3) Rosslyn Chapel, an utterly fascinating and mysterious 15th century chapel commissioned by Sir William Sinclair (aka St. Clair) featured in The Da Vinci Code! The chapel is unfinished, because Sir William died halfway through the project and his sons weren't interested in finishing it, but what remains is still spectacular. Some amazing facts about this chapel:
- The frieze around the windows features maize, a primitive derivative of corn only found in the Americas. But...Rosslyn Chapel was built 50 years before Columbus' voyage! This fact may be evidence of the theory that the Knights Templar (reportedly at least one Sinclair was a member) visited a tribe of Native Americans in MA early in the 15th century. Or it may simply reflect Viking influence in Scotland, who we already know traveled to the Americas long before Columbus.
- A recurrent motif in the chapel is the Green Man, a pagan symbol representing fertility and growth. One of the most interesting aspects of the chapel in general is the mixture of Christian with secular/natural, pagan, Knights Templar, and Masonic imagery, reflecting the unique eclecticism of the patron himself. In a way it seems like a secular/mystical space masquerading as a Christian church...lots of conspiracy theories to propose here! Check out more of the carvings (and images of the chapel - we weren't allowed to take pics of the inside) here: http://www.rosslynchapel.org.uk/history.php
-In fact, even the Christian imagery in the chapel is not conventional - for instance, two friezes depicting the seven deadly sins and the seven virtues switch charity and greed, listing charity as a deadly sin and greed as a virtue. A mistake by a mason or a satirical remark? The carvings also have a uniquely Scottish flair - e.g. an angel playing the bagpipes!

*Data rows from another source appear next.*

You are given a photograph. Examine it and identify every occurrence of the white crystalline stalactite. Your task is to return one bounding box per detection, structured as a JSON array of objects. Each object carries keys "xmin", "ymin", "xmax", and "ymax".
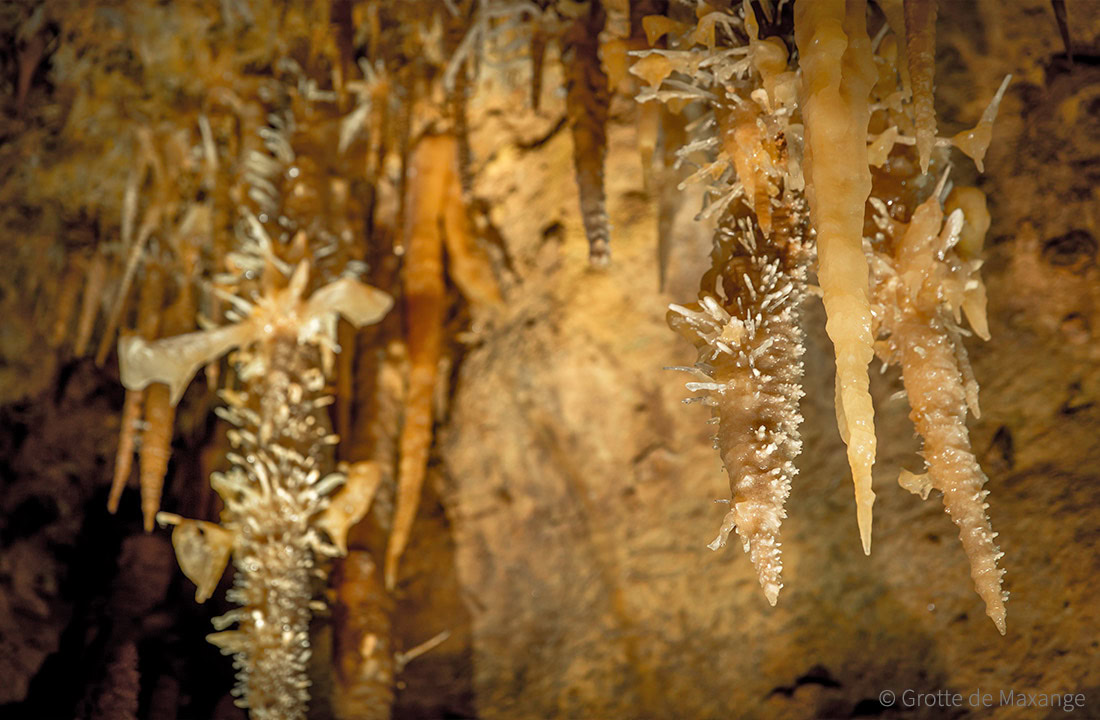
[
  {"xmin": 126, "ymin": 262, "xmax": 393, "ymax": 720},
  {"xmin": 873, "ymin": 188, "xmax": 1008, "ymax": 634}
]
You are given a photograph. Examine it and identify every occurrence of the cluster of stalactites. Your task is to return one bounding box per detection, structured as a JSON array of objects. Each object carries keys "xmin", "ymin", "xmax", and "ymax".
[
  {"xmin": 631, "ymin": 0, "xmax": 1008, "ymax": 629},
  {"xmin": 119, "ymin": 250, "xmax": 393, "ymax": 718}
]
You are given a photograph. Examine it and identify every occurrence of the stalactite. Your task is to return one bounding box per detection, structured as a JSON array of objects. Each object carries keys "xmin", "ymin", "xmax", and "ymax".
[
  {"xmin": 332, "ymin": 550, "xmax": 396, "ymax": 720},
  {"xmin": 636, "ymin": 1, "xmax": 812, "ymax": 605},
  {"xmin": 871, "ymin": 188, "xmax": 1007, "ymax": 634},
  {"xmin": 561, "ymin": 0, "xmax": 611, "ymax": 267},
  {"xmin": 385, "ymin": 135, "xmax": 442, "ymax": 588},
  {"xmin": 73, "ymin": 250, "xmax": 109, "ymax": 357},
  {"xmin": 794, "ymin": 0, "xmax": 876, "ymax": 554},
  {"xmin": 904, "ymin": 0, "xmax": 937, "ymax": 173}
]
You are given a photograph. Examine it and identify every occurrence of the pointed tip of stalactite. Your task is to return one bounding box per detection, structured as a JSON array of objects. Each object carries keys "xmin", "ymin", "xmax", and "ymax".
[{"xmin": 856, "ymin": 501, "xmax": 875, "ymax": 555}]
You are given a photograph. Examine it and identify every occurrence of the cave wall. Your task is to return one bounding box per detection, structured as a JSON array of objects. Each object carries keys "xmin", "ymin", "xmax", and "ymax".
[{"xmin": 0, "ymin": 1, "xmax": 1100, "ymax": 718}]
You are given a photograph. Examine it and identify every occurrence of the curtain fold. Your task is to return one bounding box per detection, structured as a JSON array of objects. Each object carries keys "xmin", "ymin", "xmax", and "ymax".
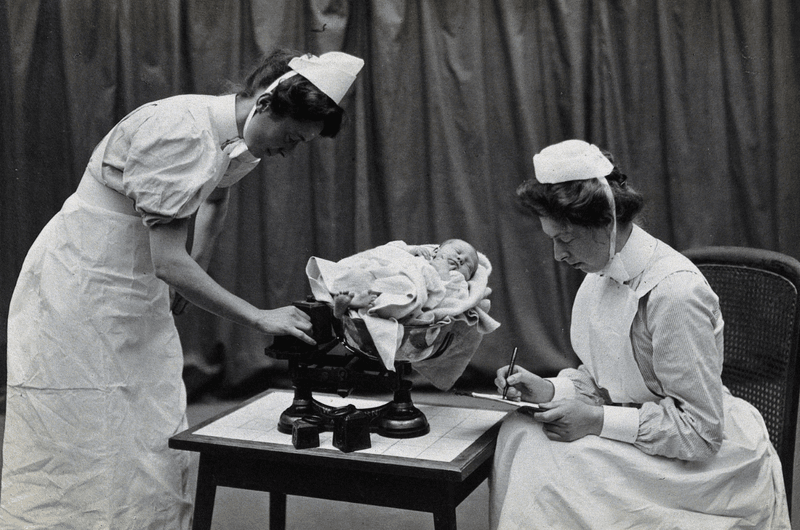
[{"xmin": 0, "ymin": 0, "xmax": 800, "ymax": 392}]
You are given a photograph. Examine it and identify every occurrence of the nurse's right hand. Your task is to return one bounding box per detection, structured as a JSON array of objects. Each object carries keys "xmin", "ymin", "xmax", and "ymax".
[
  {"xmin": 256, "ymin": 306, "xmax": 316, "ymax": 345},
  {"xmin": 494, "ymin": 366, "xmax": 554, "ymax": 403}
]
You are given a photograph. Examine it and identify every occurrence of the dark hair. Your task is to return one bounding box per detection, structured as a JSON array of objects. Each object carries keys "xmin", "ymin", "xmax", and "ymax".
[
  {"xmin": 237, "ymin": 48, "xmax": 344, "ymax": 138},
  {"xmin": 516, "ymin": 147, "xmax": 644, "ymax": 228}
]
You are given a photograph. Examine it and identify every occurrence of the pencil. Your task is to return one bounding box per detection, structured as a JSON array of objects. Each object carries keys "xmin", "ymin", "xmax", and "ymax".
[{"xmin": 503, "ymin": 348, "xmax": 517, "ymax": 399}]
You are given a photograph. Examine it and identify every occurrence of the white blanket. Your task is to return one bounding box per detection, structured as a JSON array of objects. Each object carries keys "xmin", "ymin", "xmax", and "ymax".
[{"xmin": 306, "ymin": 241, "xmax": 500, "ymax": 375}]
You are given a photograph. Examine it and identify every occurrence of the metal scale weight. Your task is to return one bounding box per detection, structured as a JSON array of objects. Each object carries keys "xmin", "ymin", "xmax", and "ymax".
[{"xmin": 266, "ymin": 299, "xmax": 452, "ymax": 452}]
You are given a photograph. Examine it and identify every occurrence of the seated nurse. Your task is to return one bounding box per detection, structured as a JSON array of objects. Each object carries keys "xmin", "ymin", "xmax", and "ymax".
[{"xmin": 490, "ymin": 140, "xmax": 790, "ymax": 530}]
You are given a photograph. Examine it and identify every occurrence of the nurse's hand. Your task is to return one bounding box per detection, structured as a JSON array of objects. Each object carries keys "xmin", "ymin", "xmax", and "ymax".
[
  {"xmin": 533, "ymin": 399, "xmax": 603, "ymax": 442},
  {"xmin": 256, "ymin": 306, "xmax": 316, "ymax": 345},
  {"xmin": 494, "ymin": 366, "xmax": 555, "ymax": 403},
  {"xmin": 169, "ymin": 287, "xmax": 189, "ymax": 315}
]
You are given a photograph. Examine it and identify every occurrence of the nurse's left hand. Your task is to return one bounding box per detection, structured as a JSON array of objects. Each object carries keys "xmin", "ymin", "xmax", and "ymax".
[
  {"xmin": 533, "ymin": 399, "xmax": 603, "ymax": 442},
  {"xmin": 256, "ymin": 306, "xmax": 316, "ymax": 345}
]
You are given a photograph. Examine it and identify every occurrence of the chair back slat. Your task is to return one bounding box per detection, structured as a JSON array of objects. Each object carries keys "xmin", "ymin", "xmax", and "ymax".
[{"xmin": 684, "ymin": 247, "xmax": 800, "ymax": 499}]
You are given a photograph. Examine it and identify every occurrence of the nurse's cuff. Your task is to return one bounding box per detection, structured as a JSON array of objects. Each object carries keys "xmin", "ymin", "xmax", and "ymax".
[
  {"xmin": 545, "ymin": 377, "xmax": 575, "ymax": 401},
  {"xmin": 600, "ymin": 405, "xmax": 639, "ymax": 443}
]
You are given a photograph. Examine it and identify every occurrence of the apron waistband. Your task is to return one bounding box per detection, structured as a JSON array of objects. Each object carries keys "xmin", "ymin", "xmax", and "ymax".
[{"xmin": 75, "ymin": 171, "xmax": 139, "ymax": 217}]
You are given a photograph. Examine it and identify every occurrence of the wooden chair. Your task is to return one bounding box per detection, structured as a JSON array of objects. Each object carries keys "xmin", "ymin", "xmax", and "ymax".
[{"xmin": 684, "ymin": 243, "xmax": 800, "ymax": 502}]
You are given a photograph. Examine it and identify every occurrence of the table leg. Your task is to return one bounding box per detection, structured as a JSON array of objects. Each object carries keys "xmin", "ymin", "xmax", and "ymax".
[
  {"xmin": 192, "ymin": 455, "xmax": 217, "ymax": 530},
  {"xmin": 433, "ymin": 506, "xmax": 456, "ymax": 530},
  {"xmin": 269, "ymin": 491, "xmax": 286, "ymax": 530}
]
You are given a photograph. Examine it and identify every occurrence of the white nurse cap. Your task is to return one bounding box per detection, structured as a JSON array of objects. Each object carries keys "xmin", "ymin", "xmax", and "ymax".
[
  {"xmin": 533, "ymin": 140, "xmax": 617, "ymax": 263},
  {"xmin": 533, "ymin": 140, "xmax": 614, "ymax": 184},
  {"xmin": 264, "ymin": 52, "xmax": 364, "ymax": 105}
]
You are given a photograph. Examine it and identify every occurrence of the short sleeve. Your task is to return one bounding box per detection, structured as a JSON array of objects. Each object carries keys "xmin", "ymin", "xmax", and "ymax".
[{"xmin": 122, "ymin": 104, "xmax": 224, "ymax": 226}]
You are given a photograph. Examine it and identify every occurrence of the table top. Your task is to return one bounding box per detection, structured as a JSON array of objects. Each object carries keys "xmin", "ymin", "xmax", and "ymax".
[{"xmin": 169, "ymin": 390, "xmax": 508, "ymax": 481}]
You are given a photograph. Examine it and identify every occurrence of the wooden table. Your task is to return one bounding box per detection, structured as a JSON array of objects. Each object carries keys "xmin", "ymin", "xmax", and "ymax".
[{"xmin": 169, "ymin": 391, "xmax": 506, "ymax": 530}]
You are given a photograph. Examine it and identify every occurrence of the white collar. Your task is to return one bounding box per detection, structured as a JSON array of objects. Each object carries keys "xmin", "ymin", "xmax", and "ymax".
[
  {"xmin": 208, "ymin": 94, "xmax": 239, "ymax": 145},
  {"xmin": 597, "ymin": 224, "xmax": 658, "ymax": 283}
]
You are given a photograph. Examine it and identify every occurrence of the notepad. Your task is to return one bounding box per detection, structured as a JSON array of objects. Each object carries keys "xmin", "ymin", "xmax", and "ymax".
[{"xmin": 466, "ymin": 392, "xmax": 544, "ymax": 412}]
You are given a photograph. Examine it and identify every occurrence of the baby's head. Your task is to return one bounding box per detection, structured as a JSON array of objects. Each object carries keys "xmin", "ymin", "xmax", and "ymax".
[{"xmin": 433, "ymin": 239, "xmax": 478, "ymax": 280}]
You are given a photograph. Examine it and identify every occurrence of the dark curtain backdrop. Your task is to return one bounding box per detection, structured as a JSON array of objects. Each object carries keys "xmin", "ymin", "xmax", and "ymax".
[{"xmin": 0, "ymin": 0, "xmax": 800, "ymax": 392}]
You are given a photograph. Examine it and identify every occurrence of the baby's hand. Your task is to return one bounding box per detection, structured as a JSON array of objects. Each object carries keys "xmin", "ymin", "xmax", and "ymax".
[{"xmin": 411, "ymin": 246, "xmax": 433, "ymax": 260}]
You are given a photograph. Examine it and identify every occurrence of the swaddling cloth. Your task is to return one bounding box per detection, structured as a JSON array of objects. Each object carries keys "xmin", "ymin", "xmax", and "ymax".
[{"xmin": 306, "ymin": 241, "xmax": 500, "ymax": 374}]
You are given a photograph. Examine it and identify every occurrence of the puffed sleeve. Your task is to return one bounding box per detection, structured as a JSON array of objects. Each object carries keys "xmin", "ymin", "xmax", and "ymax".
[
  {"xmin": 634, "ymin": 272, "xmax": 723, "ymax": 460},
  {"xmin": 122, "ymin": 105, "xmax": 224, "ymax": 226}
]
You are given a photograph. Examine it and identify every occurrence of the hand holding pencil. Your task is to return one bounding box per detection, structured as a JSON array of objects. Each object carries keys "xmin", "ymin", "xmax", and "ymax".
[{"xmin": 494, "ymin": 349, "xmax": 554, "ymax": 403}]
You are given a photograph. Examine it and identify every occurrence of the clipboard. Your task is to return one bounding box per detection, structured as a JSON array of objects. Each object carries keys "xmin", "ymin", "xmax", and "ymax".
[{"xmin": 457, "ymin": 392, "xmax": 544, "ymax": 412}]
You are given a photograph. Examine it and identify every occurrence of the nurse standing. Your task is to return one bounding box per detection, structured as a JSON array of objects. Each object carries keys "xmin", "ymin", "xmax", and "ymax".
[
  {"xmin": 490, "ymin": 140, "xmax": 789, "ymax": 530},
  {"xmin": 0, "ymin": 50, "xmax": 363, "ymax": 530}
]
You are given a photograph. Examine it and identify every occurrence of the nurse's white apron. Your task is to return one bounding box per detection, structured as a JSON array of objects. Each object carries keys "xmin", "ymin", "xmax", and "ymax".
[
  {"xmin": 490, "ymin": 256, "xmax": 789, "ymax": 530},
  {"xmin": 0, "ymin": 188, "xmax": 192, "ymax": 530}
]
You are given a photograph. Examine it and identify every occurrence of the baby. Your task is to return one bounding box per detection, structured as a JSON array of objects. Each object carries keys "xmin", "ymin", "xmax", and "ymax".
[{"xmin": 333, "ymin": 239, "xmax": 478, "ymax": 318}]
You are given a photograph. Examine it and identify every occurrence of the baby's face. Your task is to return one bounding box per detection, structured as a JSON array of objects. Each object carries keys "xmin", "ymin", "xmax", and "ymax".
[{"xmin": 433, "ymin": 239, "xmax": 478, "ymax": 280}]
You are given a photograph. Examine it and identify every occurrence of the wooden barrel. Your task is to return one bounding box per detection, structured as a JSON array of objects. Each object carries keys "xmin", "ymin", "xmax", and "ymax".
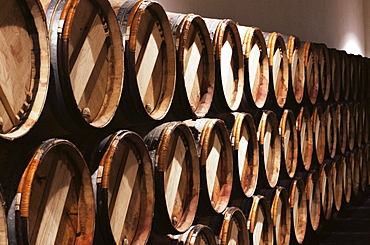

- Oliver Cromwell and his men once used the chapel as a stable for their horses at the height of anti-Catholicism during the Reformation. They probably destroyed all the statuary too :(
-The barrel-vaulted ceiling of the chapel is in five sections, featuring different kinds of flowers and stars. This is very unconventional and totally unique.
- Theories abound as to what lies below the chapel floor, including (in order of probability...) the missing statues, the bodies of 12 men, the Knights Templar treasure, the skull of Christ, and the Holy Grail.

And now a story about the chapel:
Sir William asked one of the master masons and his apprentice to model a column in the chapel directly off one he had seen in Rome, so the master traveled off the Rome to study the column to copy. In his absence, the apprentice had a dream in which an angel asked him to instead create a column with a beautiful spiral pattern (http://www.nomadicmatt.com/images/rosslyn1.jpg). He convinced Sir William to let him do that column instead, and he finished it in just a few short weeks. But when the master returned, he was overcome by a fit of jealousy and struck the apprentice over the head with a mallet, killing him instantly. The master was condemned to death for murder and executed shortly after. Now, in the chapel, a carved face of the master mason sits at the top of the arcade opposite the spiral column, forced to stare at it for eternity. Opposite him, the carved face of the apprentice is also immortalized, with a black mark on his head symbolizing the fatal blow. Nearby, the image of his grieving mother is also carved in the arcade. It seems that nearly every square inch of this chapel has a provocative story!

Predictably, I have decided to do my Gothic Architecture paper on Rosslyn Chapel, because there is so much to talk about! See pics in the same Flickr link as below.